A new world order without corruption, will lead to massive economic development. As a result, we will have more capital flow of investments rather than one-sided flow of migration”.
In recent times the Prime Minister has canvassed for £50 billion aid increment to Africa.
In the same period, more than £25 billion was stolen from the continent by means such as fraud and laundered in Europe with the United Kingdom and Switzerland as major destinations.
In Africa, wars are fought as a result of disagreements over the distribution of resources amongst the elite. Destruction of lives and property is the preferred option using weaponry acquired from outside the Continent. Where do these weapons come from?
Sudan, Liberia, Sierra Leone or Congo do not manufacture the weapons they deploy to protect the interests of the corrupt leadership. One could go on ad infinitum
The rest of the world in general and Africans in Diaspora in particular can no longer afford to sit in the comfort of isolation. A keen interest must be taken in the push to ridding the continent of corruption and its siblings by at least utilising the democratic structures and processes in place.
The evils of corruption must be clearly expounded until our voices are heard and the desired action followed. Nothing stops us from acting in the manner a vigilante group will act, in order to make the looting of resources and subsequent laundering an impossibility. Those African leaders that steal from their national treasuries and then come to Europe to keep the loot, are not just corrupt they are criminals and should be treated as such.

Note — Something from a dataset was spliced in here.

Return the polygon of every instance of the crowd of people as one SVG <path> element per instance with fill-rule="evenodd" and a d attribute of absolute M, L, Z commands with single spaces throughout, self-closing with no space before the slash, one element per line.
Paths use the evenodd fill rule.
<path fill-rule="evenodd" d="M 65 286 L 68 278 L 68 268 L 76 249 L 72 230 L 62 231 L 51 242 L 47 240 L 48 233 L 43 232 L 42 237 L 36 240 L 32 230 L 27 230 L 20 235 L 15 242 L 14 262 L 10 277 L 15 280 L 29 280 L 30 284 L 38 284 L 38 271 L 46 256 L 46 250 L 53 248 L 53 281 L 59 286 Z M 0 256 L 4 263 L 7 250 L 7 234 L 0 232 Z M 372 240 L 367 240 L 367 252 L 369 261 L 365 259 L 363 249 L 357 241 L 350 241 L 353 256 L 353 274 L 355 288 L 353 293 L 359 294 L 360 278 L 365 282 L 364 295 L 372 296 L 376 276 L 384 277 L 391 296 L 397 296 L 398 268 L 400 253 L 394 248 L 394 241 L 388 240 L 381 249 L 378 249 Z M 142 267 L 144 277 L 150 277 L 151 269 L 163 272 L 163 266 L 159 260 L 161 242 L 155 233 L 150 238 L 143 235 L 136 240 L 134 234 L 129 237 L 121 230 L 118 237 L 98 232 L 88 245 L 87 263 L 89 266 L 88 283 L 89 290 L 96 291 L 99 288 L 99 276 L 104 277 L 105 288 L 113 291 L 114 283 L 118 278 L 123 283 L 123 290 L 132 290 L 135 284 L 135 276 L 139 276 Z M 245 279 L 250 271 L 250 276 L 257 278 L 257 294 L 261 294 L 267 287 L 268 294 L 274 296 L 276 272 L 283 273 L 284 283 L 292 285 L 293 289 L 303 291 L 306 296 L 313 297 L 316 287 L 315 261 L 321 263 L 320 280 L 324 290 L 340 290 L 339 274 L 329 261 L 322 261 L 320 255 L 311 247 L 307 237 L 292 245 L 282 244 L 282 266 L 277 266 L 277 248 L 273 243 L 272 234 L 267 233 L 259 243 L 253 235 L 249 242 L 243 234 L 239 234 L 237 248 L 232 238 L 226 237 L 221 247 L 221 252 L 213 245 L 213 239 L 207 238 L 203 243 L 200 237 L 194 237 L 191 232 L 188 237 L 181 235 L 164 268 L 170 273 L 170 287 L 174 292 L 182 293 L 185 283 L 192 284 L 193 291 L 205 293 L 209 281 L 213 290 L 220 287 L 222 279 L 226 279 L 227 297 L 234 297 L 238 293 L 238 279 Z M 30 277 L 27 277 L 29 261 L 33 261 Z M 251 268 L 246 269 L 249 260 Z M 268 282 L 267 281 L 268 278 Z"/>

As Africans located here, we must meet our hosts, at least half way, by being more positive and proactive in affairs that have to do with Africa through our own ways enhanced by the opportunities graciously made available by a level playing field.

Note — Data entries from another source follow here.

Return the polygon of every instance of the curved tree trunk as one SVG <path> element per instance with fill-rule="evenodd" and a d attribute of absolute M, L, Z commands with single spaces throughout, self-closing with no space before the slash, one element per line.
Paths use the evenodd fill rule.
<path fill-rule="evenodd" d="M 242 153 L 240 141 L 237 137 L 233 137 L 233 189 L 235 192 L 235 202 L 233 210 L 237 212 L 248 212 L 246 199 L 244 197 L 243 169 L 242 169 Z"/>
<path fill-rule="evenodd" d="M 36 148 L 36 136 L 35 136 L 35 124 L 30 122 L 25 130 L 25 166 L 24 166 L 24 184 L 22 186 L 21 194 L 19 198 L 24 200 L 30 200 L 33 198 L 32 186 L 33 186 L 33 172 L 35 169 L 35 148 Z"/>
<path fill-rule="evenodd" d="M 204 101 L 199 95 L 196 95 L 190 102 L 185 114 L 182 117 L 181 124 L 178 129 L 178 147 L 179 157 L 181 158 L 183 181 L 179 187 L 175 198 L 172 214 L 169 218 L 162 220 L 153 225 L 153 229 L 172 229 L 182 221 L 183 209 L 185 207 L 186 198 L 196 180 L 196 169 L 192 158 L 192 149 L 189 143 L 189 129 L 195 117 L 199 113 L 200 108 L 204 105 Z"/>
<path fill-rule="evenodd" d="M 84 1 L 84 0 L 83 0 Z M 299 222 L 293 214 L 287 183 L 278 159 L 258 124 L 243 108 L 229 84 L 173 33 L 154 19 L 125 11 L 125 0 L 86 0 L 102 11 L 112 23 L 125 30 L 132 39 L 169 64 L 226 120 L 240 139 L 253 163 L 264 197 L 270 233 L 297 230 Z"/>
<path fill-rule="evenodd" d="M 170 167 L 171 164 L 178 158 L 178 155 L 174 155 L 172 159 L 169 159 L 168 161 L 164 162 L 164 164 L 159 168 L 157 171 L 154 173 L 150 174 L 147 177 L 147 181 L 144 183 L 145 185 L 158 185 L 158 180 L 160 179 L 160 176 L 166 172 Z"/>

I urge Africans to make our various host countries appreciate that despite some asset recovery successes several African countries are experiencing difficulties in obtaining appropriate mutual legal assistance in their endeavour to trace, seize, recover and repatriate assets and monies illegally appropriated and transferred abroad by their government officials and other collaborators
We must continuously think about our plundered continent. We must demand a sustainable democratic political system to redress issues from shoddy health care, dire educational system and rampant official corruption. It is no longer enough to just send money home through western union and feel that we are doing our bits. As you can see, the situation gets worse, only through organised participation can we really make a difference. Let us redefine the Millennium developmental goals (MDG) to suit our situation. It is only by doing this that we will along the lines espoused by the Rt. Hon. Jack Straw turn Africa around into the miracle of the 21st century in 10 years
Thank you and May God bless you all.